CC: Yes. So Jeff, who came with us, Jeff Smith, he came to Kiribati and documented everything. So one of the things he's done is built these big Kiribati warriors which are wearing these coconut fibre suits or suits of armour, which is very unique to Kiribati. I think they are about life size or maybe a bit bigger. So basically you stand in front of a wall and these sensors pick up where you are and suddenly there's a Kiribati warrior that pops up on the wall and they mimic your movements.
MB: So what's the purpose of the exhibition, is it to preserve Kiribati culture in a way or to, you know, bring awareness to New Zealanders who might be interested?

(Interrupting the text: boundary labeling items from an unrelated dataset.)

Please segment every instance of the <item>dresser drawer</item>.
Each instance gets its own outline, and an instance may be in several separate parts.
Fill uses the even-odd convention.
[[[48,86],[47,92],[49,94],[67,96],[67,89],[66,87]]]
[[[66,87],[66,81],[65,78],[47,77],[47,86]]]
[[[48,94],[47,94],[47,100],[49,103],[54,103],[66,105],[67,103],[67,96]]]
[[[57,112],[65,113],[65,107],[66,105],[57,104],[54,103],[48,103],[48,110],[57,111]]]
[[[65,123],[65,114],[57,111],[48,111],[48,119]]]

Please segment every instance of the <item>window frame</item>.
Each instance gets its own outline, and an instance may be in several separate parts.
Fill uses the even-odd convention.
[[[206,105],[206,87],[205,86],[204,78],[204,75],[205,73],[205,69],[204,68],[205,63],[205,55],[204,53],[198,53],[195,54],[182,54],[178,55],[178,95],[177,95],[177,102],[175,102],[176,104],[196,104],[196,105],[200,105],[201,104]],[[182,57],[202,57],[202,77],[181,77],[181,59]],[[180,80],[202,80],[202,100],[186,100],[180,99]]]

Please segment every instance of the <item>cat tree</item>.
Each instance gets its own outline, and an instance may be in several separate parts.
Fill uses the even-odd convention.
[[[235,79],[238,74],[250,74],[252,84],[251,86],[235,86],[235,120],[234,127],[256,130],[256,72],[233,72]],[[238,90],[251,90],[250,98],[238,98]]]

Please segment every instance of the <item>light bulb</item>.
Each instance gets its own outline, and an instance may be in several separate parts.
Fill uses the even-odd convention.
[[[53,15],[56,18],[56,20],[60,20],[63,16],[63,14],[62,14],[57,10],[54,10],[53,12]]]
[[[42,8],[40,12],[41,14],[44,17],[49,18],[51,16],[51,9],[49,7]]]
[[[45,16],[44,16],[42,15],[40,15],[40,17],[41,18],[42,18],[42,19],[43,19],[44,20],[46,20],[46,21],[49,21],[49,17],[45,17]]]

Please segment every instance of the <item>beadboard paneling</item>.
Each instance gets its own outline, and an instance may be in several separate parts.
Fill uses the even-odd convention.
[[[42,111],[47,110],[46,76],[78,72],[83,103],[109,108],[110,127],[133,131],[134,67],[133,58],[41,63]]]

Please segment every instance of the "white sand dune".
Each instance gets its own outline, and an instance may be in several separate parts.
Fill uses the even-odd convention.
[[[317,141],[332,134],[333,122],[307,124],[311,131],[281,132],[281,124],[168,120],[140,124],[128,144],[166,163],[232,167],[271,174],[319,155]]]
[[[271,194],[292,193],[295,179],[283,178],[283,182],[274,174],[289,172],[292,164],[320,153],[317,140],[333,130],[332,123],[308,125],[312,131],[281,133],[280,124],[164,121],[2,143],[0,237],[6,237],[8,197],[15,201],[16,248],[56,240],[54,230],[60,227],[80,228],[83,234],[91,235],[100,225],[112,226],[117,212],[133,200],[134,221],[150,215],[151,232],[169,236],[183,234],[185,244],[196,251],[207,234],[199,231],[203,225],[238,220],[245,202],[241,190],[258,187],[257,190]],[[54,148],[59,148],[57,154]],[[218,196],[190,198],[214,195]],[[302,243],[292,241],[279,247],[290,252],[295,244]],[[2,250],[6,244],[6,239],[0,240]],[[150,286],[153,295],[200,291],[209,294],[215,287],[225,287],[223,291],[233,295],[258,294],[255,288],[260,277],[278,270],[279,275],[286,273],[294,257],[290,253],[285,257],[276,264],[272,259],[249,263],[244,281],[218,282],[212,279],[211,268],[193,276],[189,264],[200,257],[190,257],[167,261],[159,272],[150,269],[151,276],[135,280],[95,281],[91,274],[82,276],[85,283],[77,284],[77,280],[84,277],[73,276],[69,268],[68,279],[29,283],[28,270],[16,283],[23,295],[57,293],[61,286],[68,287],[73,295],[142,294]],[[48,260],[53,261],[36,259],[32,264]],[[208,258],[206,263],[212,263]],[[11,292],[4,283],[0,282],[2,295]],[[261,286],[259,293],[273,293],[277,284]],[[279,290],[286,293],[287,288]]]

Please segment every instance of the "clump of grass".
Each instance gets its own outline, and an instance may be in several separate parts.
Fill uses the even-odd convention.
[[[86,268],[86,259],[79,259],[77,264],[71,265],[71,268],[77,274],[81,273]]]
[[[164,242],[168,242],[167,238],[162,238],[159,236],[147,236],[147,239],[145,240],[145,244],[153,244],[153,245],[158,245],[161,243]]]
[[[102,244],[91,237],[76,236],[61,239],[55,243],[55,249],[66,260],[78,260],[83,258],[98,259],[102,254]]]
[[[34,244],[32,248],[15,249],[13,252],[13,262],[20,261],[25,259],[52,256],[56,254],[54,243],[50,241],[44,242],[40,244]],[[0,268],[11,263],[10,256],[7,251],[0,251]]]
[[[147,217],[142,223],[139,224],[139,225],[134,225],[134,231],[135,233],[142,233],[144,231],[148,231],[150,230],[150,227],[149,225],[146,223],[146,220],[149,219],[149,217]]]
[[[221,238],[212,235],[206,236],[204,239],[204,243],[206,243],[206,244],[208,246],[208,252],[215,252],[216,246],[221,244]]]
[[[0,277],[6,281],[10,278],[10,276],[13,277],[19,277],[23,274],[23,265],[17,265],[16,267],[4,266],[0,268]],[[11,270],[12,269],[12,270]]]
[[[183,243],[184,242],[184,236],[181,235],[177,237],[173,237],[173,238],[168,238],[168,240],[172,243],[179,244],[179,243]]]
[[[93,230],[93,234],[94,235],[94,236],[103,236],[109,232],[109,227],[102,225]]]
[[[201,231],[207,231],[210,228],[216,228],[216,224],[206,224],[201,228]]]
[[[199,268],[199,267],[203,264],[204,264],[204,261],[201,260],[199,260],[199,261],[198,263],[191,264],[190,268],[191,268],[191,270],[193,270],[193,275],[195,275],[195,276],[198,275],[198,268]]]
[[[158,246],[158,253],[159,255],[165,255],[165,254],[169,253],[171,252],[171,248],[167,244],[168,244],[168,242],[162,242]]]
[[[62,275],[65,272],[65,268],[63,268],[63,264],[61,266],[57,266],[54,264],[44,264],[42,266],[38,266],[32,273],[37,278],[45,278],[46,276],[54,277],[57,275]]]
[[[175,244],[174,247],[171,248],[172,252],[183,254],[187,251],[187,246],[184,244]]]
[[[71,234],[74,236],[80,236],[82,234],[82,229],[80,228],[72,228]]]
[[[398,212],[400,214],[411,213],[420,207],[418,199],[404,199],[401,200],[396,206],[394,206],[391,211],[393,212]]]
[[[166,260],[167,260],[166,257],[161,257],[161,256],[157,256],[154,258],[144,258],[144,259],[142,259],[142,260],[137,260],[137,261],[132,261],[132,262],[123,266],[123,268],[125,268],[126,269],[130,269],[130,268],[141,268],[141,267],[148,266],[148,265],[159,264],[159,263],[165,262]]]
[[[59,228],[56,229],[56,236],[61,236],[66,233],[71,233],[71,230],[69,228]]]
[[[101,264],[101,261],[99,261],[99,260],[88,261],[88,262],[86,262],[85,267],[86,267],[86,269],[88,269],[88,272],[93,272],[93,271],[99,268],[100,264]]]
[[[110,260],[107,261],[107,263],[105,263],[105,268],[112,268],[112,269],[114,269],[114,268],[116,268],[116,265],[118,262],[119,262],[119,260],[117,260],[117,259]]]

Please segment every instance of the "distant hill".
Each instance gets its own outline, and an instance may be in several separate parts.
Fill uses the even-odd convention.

CC: To raise awareness about our Kiribati neighbours, to highlight Kiribati culture. It was also was a way of connecting Kiribati communities and bring them into these institutional areas for the Kiribati community to share their culture with the wider community.
The exhibition will tour a number of New Zealand galleries, and is currently at Pataka in Porirua where it will run until 7th of June.